Looking at the pipe pressure into the shower? That’s $363. Running the shower to see if it leaks? $816. Getting in the leak professionals to hunt the problem down if those methods don’t work? $1600. And if by some chance one of those methods succeeds, the actual plumbing is obviously extra.
The Economist magazine predicted in October last year that AI would herald the end of the “rip-off economy”.
Consumers would check whether they were getting a fair price by snapping a photo of a used car and uploading it to Claude or find the perfect bottle of wine by asking ChatGPT.
That will happen for some people. But the proliferation of businesses nickel and diming their customers shows why technology is no panacea.
It was once an administrative hassle for a plumber to offer five different quotes, including a discounted combo price, so most charged by the hour.
Airlines offered one price in part because adding on every skerrick of food or space would have played havoc with their ticketing systems before the turn of the millennium.

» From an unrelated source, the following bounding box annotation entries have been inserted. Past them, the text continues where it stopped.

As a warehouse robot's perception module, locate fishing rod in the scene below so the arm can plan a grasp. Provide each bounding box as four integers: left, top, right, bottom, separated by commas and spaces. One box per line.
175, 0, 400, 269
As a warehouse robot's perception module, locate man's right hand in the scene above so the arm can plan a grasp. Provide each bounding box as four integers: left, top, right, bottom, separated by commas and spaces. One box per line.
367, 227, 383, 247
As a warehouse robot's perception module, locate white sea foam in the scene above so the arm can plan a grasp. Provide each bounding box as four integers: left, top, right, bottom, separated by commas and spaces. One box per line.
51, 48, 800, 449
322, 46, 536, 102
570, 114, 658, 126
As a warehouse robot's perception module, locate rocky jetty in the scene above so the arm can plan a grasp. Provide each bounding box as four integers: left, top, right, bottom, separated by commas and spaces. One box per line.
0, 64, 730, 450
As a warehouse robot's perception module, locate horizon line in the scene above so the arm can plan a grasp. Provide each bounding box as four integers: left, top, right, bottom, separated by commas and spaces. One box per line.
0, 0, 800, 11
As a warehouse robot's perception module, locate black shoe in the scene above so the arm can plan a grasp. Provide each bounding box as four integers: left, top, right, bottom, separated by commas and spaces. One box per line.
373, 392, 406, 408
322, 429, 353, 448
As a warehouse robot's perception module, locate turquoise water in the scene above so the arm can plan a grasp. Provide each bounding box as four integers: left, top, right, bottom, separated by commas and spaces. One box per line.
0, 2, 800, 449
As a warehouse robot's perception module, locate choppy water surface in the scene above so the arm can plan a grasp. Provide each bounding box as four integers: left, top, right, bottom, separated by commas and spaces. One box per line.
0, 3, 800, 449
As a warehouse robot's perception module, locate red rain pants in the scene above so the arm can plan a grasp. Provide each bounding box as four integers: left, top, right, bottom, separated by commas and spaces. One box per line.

But technology has overcome that hurdle. Billion-dollar businesses have been built to offer those pricing services. One of the biggest Australian-founded technology firms, Rokt, offers the software that generates the pop-up digital coupons that deluge users after they’ve bought something online.
There is little reason that AI could not be put to the same effect. It could let businesses calculate just how much to charge each thirsty flyer for water, hours into a long flight, or which element of a level they should lock away to extract an extra payment from a gamer.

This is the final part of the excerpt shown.